La brodeuse est un album magnifique qui peut être mis en réseau avec « Le garçon et la grue ». Setsuko est une jeune brodeuse qui se désole de ne réussir à rendre la vie aux motifs des kimonos qu’elle confectionne. Un jour, elle entend auprès d’un kamishibaï la légende des fileuses maudites dont le fil d’or brode tout seul sous le chant de leurs mélopées. Aussitôt, elle demande au vieil homme qui raconte les histoires de l’emmener avec lui pour trouver ce fil d’or. Un soir, surpris par la pluie d’orage, le vieil homme et Setsuko entre dans une demeure qui appartient à une femme aux vêtements somptueux brodés de motifs que l’on croirait vivants.

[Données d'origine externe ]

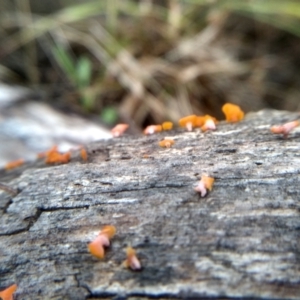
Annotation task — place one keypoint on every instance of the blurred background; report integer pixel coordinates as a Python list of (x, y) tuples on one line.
[(71, 69)]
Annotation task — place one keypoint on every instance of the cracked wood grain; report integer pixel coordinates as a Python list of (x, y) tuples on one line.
[(241, 241)]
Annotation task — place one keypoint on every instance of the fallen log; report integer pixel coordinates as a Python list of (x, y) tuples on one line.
[(240, 241)]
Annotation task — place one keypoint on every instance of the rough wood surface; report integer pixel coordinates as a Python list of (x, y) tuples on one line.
[(242, 240)]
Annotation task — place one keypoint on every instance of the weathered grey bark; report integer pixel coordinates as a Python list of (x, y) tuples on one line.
[(242, 240)]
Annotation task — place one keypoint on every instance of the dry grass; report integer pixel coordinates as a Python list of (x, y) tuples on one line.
[(156, 60)]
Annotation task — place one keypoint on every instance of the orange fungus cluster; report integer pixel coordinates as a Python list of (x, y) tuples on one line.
[(232, 112), (206, 183), (7, 294), (119, 129), (96, 247)]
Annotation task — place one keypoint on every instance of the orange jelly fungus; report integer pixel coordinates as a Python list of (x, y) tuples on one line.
[(206, 183), (96, 247), (152, 129), (56, 157), (47, 153), (132, 261), (14, 164), (167, 125), (7, 294), (285, 129), (166, 143), (83, 154), (188, 122), (233, 113), (119, 129)]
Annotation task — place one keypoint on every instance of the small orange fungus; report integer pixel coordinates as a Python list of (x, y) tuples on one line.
[(119, 129), (132, 261), (167, 125), (166, 143), (14, 164), (206, 183), (233, 113), (285, 129), (96, 247), (152, 129), (83, 154), (56, 157), (7, 294), (188, 122)]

Ce conte est merveilleusement mis en mots par Françoise Richard et les illustrations, inspirés des estampes japonaises, sont de vraies chefs-d’oeuvres. Il permet aussi d’introduire le kamishibaï (petit théâtre d’images  japonais qu’utilisaient les vendeurs de bonbons pour attirer les enfants)

Le guerrier et le sage est un album à saluer tout d’abord pour la qualité de ses illustrations: les silhouettes sont découpées dans du papier noir puis posées sur un décor confectionné de la même manière avec du papier coloré. A la manière des estampes, où il faut autant de planches de bois gravées que de couleurs souhaitées, ici il faut autant de papiers découpés que de couleurs et de plans. Le rendu est magnifique, un travail d’orfèvre.

Mais la qualité du conte n’est pas en reste. Deux frères jumeaux s’opposent en tout:  l’un est courageux et impitoyable, l’autre doux et sage. Pour savoir qui lui succèdera, l’empereur lance pour défi à ses fils de lui ramener les cinq éléments éternels, gardés chacun par un démon monstrueux et son armée. Cette histoire met en scène le contraste entre deux approches opposées pour résoudre le même problème.

Pour exploiter cet album, un lien très complet: ICI

  • Ce n’est qu’un petit échantillon de tout ce que nous offre la littérature de jeunesse sur le Japon. Je vous joins donc un document avec une bibliographie plus complète (poésie, album, roman, documentaire, CD …)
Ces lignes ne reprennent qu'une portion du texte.